The Supreme Court handed down its decision in Arizona v. Inter Tribal Council of Arizona, Inc. today. By a vote of 7-2, the Court, in an opinion authored by Justice Scalia, struck down Arizona's proof-of-citizenship requirement as conflicting with the National Voter Registration Act of 1993. Justice Scalia wrote for the majority, joined by Chief Justice Roberts and Justices Ginsburg, Breyer, Sotomayor, and Kagan. Justice Kennedy concurred in part and concurred in the judgment. Justices Thomas and Alito each filed dissenting opinions. Here are a few quick thoughts after reading the opinion.

  • The opinion at II.A has a very robust view of the Elections Clause, and what Congress may regulate when it comes to  "Times, Places and Manner." I don't know that it will save, say, the Voting Rights Act from a facial challenge, but it's worth noting that a solid majority of the Court views Congress's role in this area as fairly broad.
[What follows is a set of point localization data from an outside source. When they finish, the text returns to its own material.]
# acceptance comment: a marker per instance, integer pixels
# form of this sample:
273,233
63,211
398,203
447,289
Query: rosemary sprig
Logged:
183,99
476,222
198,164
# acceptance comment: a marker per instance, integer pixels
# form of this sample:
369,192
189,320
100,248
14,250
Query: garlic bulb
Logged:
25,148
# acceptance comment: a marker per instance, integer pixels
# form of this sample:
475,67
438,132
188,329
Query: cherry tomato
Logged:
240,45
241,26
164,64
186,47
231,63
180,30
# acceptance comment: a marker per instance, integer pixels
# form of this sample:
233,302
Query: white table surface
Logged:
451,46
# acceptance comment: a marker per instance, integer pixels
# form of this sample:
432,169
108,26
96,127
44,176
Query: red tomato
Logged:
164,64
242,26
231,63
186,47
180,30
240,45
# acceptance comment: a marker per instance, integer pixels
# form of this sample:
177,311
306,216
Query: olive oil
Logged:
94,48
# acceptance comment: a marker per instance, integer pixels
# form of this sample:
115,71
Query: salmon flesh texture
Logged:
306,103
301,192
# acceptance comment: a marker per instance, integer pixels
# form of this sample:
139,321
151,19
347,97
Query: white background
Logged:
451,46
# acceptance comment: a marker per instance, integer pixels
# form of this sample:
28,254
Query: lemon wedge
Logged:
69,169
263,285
  • Justice Scalia's majority opinion takes the opportunity (slip op. at 10-12) to address the "presumption against pre-emption," which the opinion characterizes as "sometimes invoked in our Supremacy Clause cases." The majority notes, "We have never mentioned such a principle in our Elections Clause cases." Accordingly, the majority rejects such a presumption in such cases because of the "different[]" power of the Elections Clause, a power that confers "none other than the power to pre-empt," and that the "federalism concerns underlying the presumption . . . are somewhat weaker here."
    This part of the opinion garners 6 votes, as Justice Kennedy concurs separately to express disapproval of the Court's rejection of the presumption. He doesn't view the Elections Clause as unique and wants greater vigilance in protecting the states. He emphasizes that "a court must not lightly infer a congressional directive to negate the States' otherwise proper exercise of their sovereign power."
    Of note is that Kennedy expresses a fairly robust view of federalism in ttis concurrence. Also of note is that, perhaps, Justice Scalia disapproves more broadly of the "presumption" against pre-emption, and he viewed this case, because of a distinguishable clause of the Constitution addressed for the first time (as he characterized it), as an opportunity halt the expansion of that presumption.
  • Justice Thomas's dissent views this matter as primarily one of constitutional qualifications. That power is reserved to the states, and he marches through a broad section of founding documents and history to emphasize this point. As Arizona has the power to decide whether citizens have the right to vote, then Arizona should have the power to enforce that decision. The majority opinion largely shies away from addressing Justice Thomas's views head-on, instead addressing, in general in Part III and specifically at n.9, that the statute does not preclude Arizona from enforcing the qualifications of its voters, but simply that the means chosen cannot be used because of the conflict with the Act.
  • The majority, however, does emphasize that the matter of prescribing voting qualifications is left to the states. The opinion at n.8 brings clarity to Oregon v. Mitchell, a fractured opinion about Congress's power to compel states to allow 18-year-olds to vote. It notes that a majority of the Court in that case "took the position that the Elections Clause did not confer upon Congress the power to regulate voter qualifications in federal elections."
  • Justice Alito's dissent attempts to avoid the harder constitutional questions by construing the Act in a more narrow fashion. Preemption aside, the "better reading of the Act would be that Arizona is free to require those who use the federal form to supplement their applications with proof of citizenship." (Slip op. at 7.)
  • Finally, after 13 long years languishing in the U.S. Reports, Bush v. Gore , 531 U.S. 98 (2000) (per curiam) gets its first citation in the Supreme Court. Justice Thomas cites the case in n.2 of his dissent. He notes that the Act applies to "all federal elections, even presidential elections," and the problems of Congress regulating state selection of presidential electors when that power is "plenary," citing Bush v. Gore. It will probably be underdiscussed, but there's now a citation for Bush v. Gore in the Supreme Court.